You open two PDFs. Both look like text documents. But when you try to select text in one, it works perfectly — and in the other, you cannot select anything at all. This is the most visible sign of the difference between a native PDF and a scanned PDF, and it has significant practical implications for how you can work with each type.
What Is a Native PDF
A native PDF — sometimes called a digital PDF or a born-digital PDF — is created directly from a digital source. When you export a Word document, an Excel spreadsheet, or a web page to PDF, the result is a native PDF. The text in the file is stored as actual text data: characters, fonts, and layout information that PDF viewers can read, search, and select. Native PDFs are generally smaller in file size, render crisply at any zoom level, and support full text search. They are also easier to edit, since the content exists as structured data rather than as an image.
What Is a Scanned PDF
A scanned PDF is created by photographing or scanning a physical document and saving the result as a PDF. Each page is stored as a raster image — essentially a photograph of the page. There is no underlying text data; the words you see are just pixels arranged to look like letters. You cannot select text, search within the document, or copy a sentence to paste elsewhere. Scanned PDFs are also typically larger in file size than equivalent native PDFs, because image data is less efficient than text data. Running a scanned PDF through the compressor can help with file size, but it cannot add text data that was never there.
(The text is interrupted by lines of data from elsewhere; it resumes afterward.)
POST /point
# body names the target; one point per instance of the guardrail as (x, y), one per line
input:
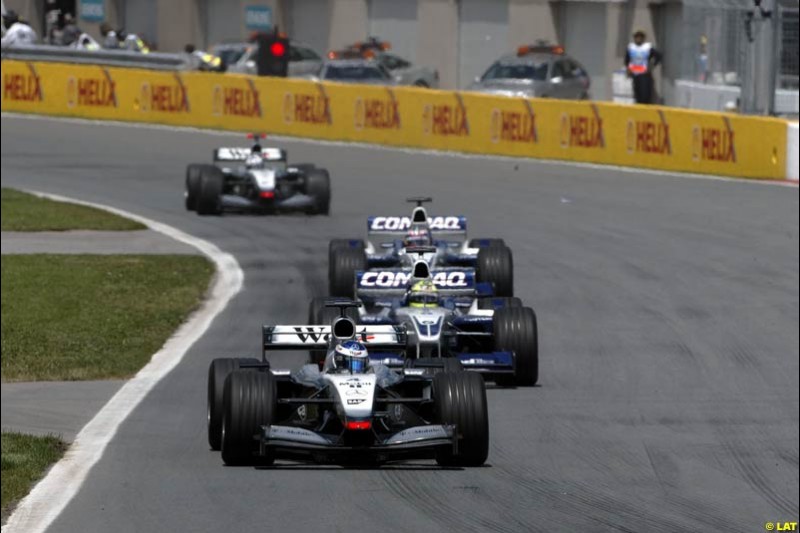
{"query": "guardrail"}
(654, 137)
(108, 58)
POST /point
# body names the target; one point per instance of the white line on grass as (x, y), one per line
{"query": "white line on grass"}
(50, 496)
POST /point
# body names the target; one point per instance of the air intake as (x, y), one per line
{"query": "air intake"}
(421, 270)
(344, 329)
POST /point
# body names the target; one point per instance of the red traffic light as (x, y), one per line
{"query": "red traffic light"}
(277, 49)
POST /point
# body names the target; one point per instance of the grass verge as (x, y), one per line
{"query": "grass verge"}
(25, 212)
(81, 317)
(25, 458)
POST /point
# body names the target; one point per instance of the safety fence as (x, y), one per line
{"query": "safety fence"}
(628, 135)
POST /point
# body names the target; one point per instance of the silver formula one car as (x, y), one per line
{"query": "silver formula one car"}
(256, 180)
(445, 236)
(352, 410)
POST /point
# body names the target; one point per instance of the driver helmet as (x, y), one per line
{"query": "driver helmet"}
(350, 356)
(418, 235)
(423, 294)
(254, 160)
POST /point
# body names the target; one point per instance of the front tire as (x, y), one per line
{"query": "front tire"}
(218, 371)
(516, 330)
(250, 401)
(193, 174)
(342, 269)
(496, 266)
(318, 186)
(209, 198)
(459, 398)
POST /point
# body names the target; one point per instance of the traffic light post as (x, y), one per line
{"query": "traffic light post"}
(272, 58)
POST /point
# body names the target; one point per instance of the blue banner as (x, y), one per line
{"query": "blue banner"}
(258, 18)
(93, 10)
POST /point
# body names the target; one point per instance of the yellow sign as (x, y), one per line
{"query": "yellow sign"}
(636, 136)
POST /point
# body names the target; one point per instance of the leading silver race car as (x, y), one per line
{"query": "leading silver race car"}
(256, 179)
(354, 410)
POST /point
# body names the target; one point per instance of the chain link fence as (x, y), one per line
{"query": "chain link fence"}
(748, 50)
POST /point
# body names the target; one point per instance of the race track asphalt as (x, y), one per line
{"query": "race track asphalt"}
(668, 312)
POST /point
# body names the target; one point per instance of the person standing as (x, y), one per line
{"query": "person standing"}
(18, 32)
(640, 59)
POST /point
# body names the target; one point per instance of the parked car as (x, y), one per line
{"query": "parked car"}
(402, 70)
(540, 70)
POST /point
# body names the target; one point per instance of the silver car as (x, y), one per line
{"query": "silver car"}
(240, 58)
(360, 71)
(536, 71)
(403, 71)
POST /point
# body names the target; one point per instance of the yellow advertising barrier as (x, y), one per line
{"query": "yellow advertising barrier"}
(638, 136)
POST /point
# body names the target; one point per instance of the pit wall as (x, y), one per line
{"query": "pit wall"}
(651, 137)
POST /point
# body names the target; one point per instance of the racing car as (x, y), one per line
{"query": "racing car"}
(352, 411)
(257, 180)
(450, 318)
(491, 259)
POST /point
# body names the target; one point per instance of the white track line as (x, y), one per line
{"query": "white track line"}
(50, 496)
(440, 153)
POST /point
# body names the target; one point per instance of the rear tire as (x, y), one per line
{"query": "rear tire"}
(516, 330)
(250, 401)
(337, 244)
(460, 398)
(496, 266)
(218, 371)
(193, 173)
(318, 186)
(342, 269)
(209, 198)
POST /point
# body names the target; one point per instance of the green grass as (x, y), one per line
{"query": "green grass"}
(81, 317)
(25, 212)
(25, 459)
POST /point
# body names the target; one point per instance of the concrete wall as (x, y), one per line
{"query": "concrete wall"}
(446, 33)
(438, 39)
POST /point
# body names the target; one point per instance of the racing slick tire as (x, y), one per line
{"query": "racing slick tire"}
(486, 243)
(496, 265)
(209, 197)
(193, 173)
(449, 364)
(250, 401)
(459, 398)
(342, 269)
(336, 244)
(505, 301)
(318, 186)
(217, 372)
(516, 330)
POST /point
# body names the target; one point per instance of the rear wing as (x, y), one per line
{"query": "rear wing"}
(451, 281)
(375, 337)
(241, 154)
(453, 225)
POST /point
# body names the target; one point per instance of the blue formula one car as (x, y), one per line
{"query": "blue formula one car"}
(451, 319)
(390, 237)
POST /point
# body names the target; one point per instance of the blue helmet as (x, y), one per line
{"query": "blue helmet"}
(351, 356)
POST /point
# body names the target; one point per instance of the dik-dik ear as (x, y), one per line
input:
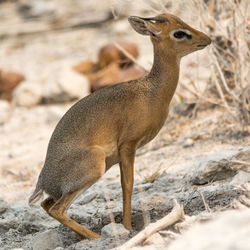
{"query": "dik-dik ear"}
(145, 26)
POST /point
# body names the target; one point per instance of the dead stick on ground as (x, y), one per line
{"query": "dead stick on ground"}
(177, 214)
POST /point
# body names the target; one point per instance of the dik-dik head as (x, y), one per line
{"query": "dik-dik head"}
(171, 33)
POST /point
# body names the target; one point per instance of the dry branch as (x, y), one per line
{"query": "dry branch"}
(177, 214)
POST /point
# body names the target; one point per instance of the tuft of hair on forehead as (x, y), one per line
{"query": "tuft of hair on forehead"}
(160, 19)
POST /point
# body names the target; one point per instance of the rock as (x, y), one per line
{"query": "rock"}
(46, 240)
(3, 206)
(155, 239)
(114, 230)
(65, 85)
(211, 235)
(5, 111)
(28, 94)
(8, 82)
(54, 114)
(188, 143)
(241, 178)
(220, 167)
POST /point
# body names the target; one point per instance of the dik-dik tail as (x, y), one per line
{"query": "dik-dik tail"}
(37, 194)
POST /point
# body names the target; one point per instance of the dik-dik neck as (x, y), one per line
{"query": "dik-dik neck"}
(164, 74)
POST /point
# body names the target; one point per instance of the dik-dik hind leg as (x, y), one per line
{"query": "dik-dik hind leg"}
(127, 156)
(47, 204)
(94, 168)
(59, 212)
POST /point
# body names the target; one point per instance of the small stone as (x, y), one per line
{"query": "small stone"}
(28, 94)
(114, 229)
(3, 206)
(188, 143)
(241, 178)
(46, 240)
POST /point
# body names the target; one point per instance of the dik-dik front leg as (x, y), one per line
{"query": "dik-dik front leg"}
(127, 157)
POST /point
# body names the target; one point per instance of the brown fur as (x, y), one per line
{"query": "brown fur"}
(108, 126)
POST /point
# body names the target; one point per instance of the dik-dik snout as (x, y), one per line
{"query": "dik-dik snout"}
(171, 33)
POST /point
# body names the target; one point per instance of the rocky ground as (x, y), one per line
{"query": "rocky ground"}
(201, 158)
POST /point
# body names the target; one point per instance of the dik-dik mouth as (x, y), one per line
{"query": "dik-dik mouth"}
(202, 46)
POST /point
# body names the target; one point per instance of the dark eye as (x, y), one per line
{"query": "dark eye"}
(179, 34)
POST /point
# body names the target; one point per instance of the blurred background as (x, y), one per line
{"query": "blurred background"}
(54, 52)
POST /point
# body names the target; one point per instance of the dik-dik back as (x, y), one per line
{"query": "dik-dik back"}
(108, 126)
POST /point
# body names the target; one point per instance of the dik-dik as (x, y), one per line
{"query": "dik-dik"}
(108, 126)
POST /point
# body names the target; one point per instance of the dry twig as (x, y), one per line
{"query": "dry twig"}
(176, 215)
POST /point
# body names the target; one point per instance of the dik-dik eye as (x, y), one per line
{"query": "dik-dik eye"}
(180, 35)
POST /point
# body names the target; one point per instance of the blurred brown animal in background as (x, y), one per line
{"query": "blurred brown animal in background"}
(108, 126)
(8, 82)
(113, 66)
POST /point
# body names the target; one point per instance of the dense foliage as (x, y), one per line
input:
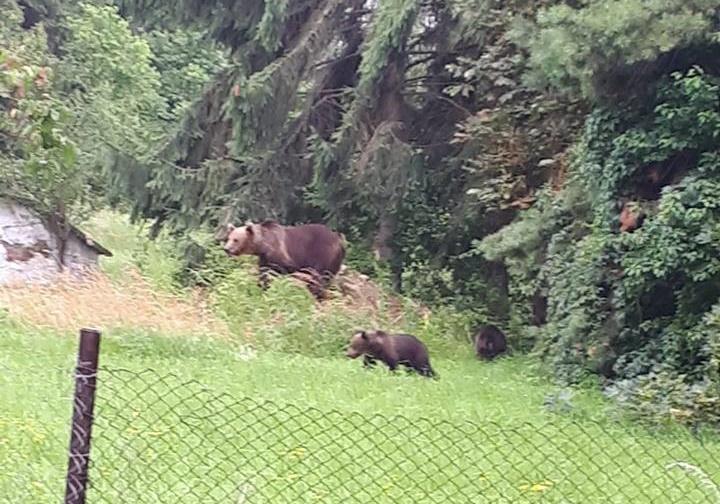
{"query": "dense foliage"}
(475, 153)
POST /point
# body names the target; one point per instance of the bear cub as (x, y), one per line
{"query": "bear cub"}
(489, 342)
(392, 349)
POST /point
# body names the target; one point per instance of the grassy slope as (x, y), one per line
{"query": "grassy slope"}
(152, 443)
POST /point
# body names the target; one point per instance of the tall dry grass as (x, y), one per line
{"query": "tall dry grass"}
(97, 301)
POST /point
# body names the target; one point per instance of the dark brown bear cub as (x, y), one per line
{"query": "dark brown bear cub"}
(489, 342)
(392, 349)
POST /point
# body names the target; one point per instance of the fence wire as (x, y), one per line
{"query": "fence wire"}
(160, 439)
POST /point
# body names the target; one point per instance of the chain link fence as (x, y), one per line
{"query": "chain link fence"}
(158, 438)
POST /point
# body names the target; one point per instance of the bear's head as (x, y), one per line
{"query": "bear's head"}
(241, 240)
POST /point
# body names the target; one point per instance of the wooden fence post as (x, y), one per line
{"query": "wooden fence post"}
(82, 419)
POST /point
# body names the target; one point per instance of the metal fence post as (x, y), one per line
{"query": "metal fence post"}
(82, 420)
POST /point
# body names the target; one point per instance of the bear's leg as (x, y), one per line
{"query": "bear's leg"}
(392, 365)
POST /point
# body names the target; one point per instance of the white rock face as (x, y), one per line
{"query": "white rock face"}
(29, 251)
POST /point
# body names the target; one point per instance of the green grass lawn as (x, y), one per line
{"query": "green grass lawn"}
(226, 427)
(213, 422)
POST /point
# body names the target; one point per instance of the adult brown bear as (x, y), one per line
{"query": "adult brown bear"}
(489, 342)
(312, 253)
(392, 349)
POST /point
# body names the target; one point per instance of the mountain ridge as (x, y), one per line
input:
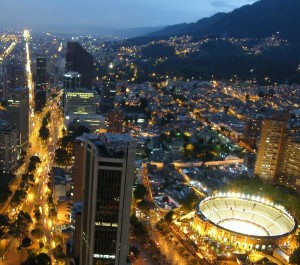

Why the Difference Matters
The practical consequences are significant. A scanned PDF cannot be edited in the usual sense — you cannot click on a word and change it. Screen readers for visually impaired users cannot read the content. Search engines cannot index the text. If you need to extract information from a scanned document, you either retype it manually or use OCR software to convert the images to text. For archiving and long-term storage, native PDFs are far more useful because the content remains accessible and searchable regardless of future software changes.
How to Tell Which Type You Have
The quickest test is to try selecting text. Open the PDF, click and drag over a word — if you can highlight it, it is a native PDF. If nothing happens, or if the selection covers the entire page as a single block, it is a scanned PDF. Another indicator is file size: a 10-page text document that is 15 MB is almost certainly scanned, since a native text PDF of the same length would typically be under 1 MB. You can also check in the document properties — some viewers will indicate whether the content is image-based.
Understanding which type of PDF you are working with helps you choose the right approach. For editing, searching, and long-term storage, native PDFs are significantly more capable. For scanned documents, the options are more limited unless you apply OCR to convert the images to searchable text first.